Election Special : Yes, you can review 650,000 emails in eight days.
Donald Trump is many things, but he is certainly no certified electronic discovery specialist, and he definitely doesn't know how quickly an email review can be conducted. Since the FBI issued a statement saying that it did find any new evidence against Hillary Clinton in the email data collected from Congressman Weiner's laptop, Trump has been claiming that it was impossible for the Bureau to do the review so quickly. He said, "She is being protected by a rigged system. It's a totally rigged system. I've been saying it for a long time. You can't review 650,000 new emails in eight days." See the video here. Like so much else that comes out of Donald Trump's mouth this is complete nonsense, and the electronic discovery community is calling him out on it.
1. Most of the emails are likely not new, but are duplicates of emails that were earlier collected and reviewed from other data sets. Hashing, and comparison of email conversation IDs can easily determine which emails in the Weiner email archive are exact duplicates of others. There are almost certainly not 650,000 'new' emails.
2. Domain filtering can exclude a very high percentage of emails that come from sources clearly unrelated to Huma Abedin's work for the State Department. Like anyone she must have a lot of junk email and personal email that the FBI could simply exclude by filtering out domains used in email addresses in the author, recipients, and cc fields.
3. Keyword searching, as in any review, can quickly reduce the number of relevant emails to a smaller set.
Don't take my word for this. Take a look at what some of the top electronic discovery experts are saying. Joshua Neil Rubin is a partner at a New York law firm who has focused on electronic discovery since 1995. He posted on his blog ton November 2, 2016 that, "The FBI should and could easily have finished its investigation of Hillary Clinton’s emails on Anthony Weiner’s laptop by no later than early Monday morning. And, consistent with its current policy, it should have disclosed the result of its review by no later than noon on Monday. It should be easy for the FBI to eliminate almost all of the 650,000 emails using only metadata."
Wired Magazine spoke to a former FBI employee who confirms the electronic discovery capabilities of the Bureau, "One former FBI forensics expert even tells WIRED he’s personally assessed far larger collections of data, far faster. 'You can triage a dataset like this in a much shorter amount of time,' says the former agent, who asked to remain anonymous to avoid any political backlash. 'We’d routinely collect terabytes of data in a search. I’d know what was important before I left the guy’s house.'" See the article here.
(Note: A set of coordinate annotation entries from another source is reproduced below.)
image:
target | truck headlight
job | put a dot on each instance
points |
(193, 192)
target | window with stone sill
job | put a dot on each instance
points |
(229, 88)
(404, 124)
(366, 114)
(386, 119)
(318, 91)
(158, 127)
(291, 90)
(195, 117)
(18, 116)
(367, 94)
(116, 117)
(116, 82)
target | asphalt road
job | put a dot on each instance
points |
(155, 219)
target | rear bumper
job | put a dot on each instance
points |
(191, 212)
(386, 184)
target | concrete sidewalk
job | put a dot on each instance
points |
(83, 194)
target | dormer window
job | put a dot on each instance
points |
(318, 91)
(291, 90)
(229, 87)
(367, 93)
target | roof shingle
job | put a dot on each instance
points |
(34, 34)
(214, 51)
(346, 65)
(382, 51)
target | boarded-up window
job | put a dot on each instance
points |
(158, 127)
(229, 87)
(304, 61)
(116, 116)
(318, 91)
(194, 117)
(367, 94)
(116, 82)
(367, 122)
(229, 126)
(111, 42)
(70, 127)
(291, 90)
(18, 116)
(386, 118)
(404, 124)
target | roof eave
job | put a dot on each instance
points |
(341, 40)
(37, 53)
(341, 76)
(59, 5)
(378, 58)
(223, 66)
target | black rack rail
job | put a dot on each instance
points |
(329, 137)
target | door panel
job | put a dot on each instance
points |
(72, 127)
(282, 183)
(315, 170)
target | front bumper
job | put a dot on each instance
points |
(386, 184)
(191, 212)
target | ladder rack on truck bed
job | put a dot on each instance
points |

Craig Ball is one of the world's most widely recognized electronic discovery experts. He has served as a court appointed special master and testified as an expert in numerous cases. In his blog post of October 30, 2016, he confirms that the Bureau ought to have been able to exclude a large number of emails by comparing hash values:
"The Bureau has already painstakingly vetted tens of thousands of Clinton e-mails, permitting the Justice Department to conclude that no crime had been committed or, as Mr. Comey put it on July 5, 'we cannot find a case that would support bringing criminal charges on these facts' and 'no reasonable prosecutor would bring such a case.' Assuming the Bureau had the same metavalues (like Message IDs) from the tens of thousands of messages they’ve had for months and which they have scrutinized with excruciating exactitude, why have they not made a hash-based comparison of the comparable components of the messages to assess how much is new and how much is yesterday’s news?" Ball goes on to fault the FBI for not doing the review before releasing information about this investigation that went nowhere. "After nearly four weeks with the devices, Mr. Comey might have waited for the results of a mechanized analysis that would typically take minutes against a single custodian’s locally-stored e-mail."
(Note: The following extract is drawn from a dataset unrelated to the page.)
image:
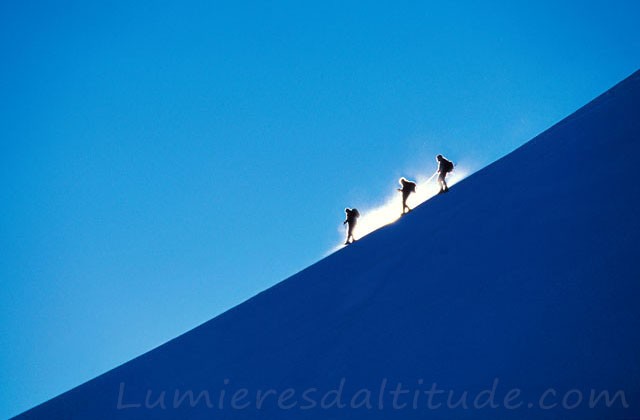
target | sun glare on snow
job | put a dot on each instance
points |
(375, 217)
Yesterday, Melinda Levitt, a partner specializing in electronic discovery issues at Foley & Lardner LLP, commented on Ball's posting, "Well, given the news that broke this Sunday afternoon, maybe the FBI discovered that it too can use the types of e-discovery tools that all of us reading and commenting on this post have used for years.".
On November 1, 2016, the Association of Certified E-Discovery Specialists hosted a discussion entitled, "FORENSIC EXPERTS WEIGHT IN ON LAPTOP/EMAIL TOOLS", including Ball, Sharon Nelson (the President of Sensei Enterprises, Inc. - a digital forensics and information security firm and the author of The Electronic Evidence and Discovery Handbook: Forms, Checklists and Guidelines (American Bar Association, 2006)); John Simek, the Vice-President of Sensei; David Cowen, the President of the Cowen Group - the leading staffing agency for electronic discovery professionals; and an anonymous corporate forensics expert. The conversation was hosted by Mark Mack, the executive director of ACEDS, and the author of the Process of Illumination, an e-discovery guide discussed on this blog back on January 12, 2016.)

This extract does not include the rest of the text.